Je comprends enfin. La feuille serrée contre moi comme un trésor, je me précipite au CDI, m'assieds à une table individuelle, saisis mon stylo-encre et colorie entièrement le papier. Maintenant, les mots apparaissent clairement, en blanc sur fond bleu :

RDV auj. 16h pl. V. Hugo. TRÈS IMPORTANT. N.

Intrigué, je me demande ce qu'il s'est passé de si grave entre hier soir et ce matin, quand la sonnerie signalant la fin de la récré me tire de ma rêverie. Je me mets en rang avec mes camarades, toujours perplexe. Et ce n'est qu'une fois en classe, quand la prof demande qui veut corriger l'exercice sur Scratch, que je m'aperçois que nous sommes en cours de maths.

Avec Mme Sians.

J'étouffe une exclamation et la prof me regarde bizarrement :

- Tout va bien, Ely ?

- Euh, oui madame !

Je pique du nez dans mon cahier, gêné. La prof se désintéresse de moi, mais je juge tout de même préférable de ne plus me faire remarquer.

A la fin du cours, nous passons de la salle informatique à notre salle de classe habituelle. Je fais signe à mes amis de ne pas m'attendre et m'approche du bureau de la prof :

- Madame...

Elle relève la tête et fronce les sourcils en me voyant :

- Oui, Ely ?

Le ton est sévère, dissuasif. Je sens une boule se former au creux de mon ventre. Je suis tellement déstabilisé et intimidé par cette intonation inhabituelle que je me contente de balbutier :

- Euh... Je... On... Non rien !

J'ai juste le temps de la voir hausser un sourcil avant de partir en courant. Mais à peine ai-je fait quelques pas dans le couloir que la voix de la prof retentit dans ma tête :

- Ely !

Le ton est nettement plus bienveillant. Je me fige.

- Oui ?

Je me rends compte en même temps de l'étrangeté de mon comportement, alors je me remets à marcher. Mme Sians reprend :

- Sois patient. Soyez patients.
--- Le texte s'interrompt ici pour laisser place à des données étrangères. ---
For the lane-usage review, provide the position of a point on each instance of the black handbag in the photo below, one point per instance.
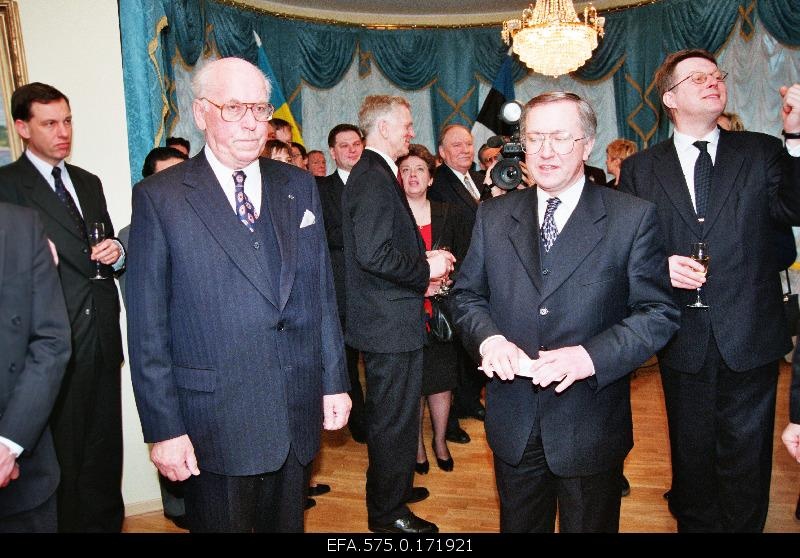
(791, 306)
(441, 329)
Vous en saurez bientôt plus.

- D'accord.

- Et surtout pas d'imprudences.

"On dirait Ombrine", je songe.

- Ombrine a raison, répond la prof.

Je me dis alors que si elle a entendu ce que j'avais prévu de garder pour moi, c'est que je ne maîtrise pas encore la technique de la télépathie. Et à peine ai-je formulé cette pensée que le rire clair de Mme Sians retentit dans mon esprit :

- Il y a des chances, en effet !

Je souris en m'engageant dans les escaliers.

- Dépêche-toi, tu es en retard, me conseille Mme Sians.

J'accélère le pas. Mais avant d'atteindre ma salle de classe, un détail me revient à l'esprit :

- Nolan nous a donné un rendez-vous cet après-midi, à Ombrine, Lyzia et moi. Ça a l'air grave.

- Nolan ? Bizarre... Bon, tenez-moi au courant. S'il se passe quoi que ce soit d'anormal, je veux en être avertie.

Pendant un instant, je peux presque percevoir son expression nerveuse, inquiète. Puis, sans avertissement, elle coupe le contact.

Il ne me reste plus qu'à retourner en cours.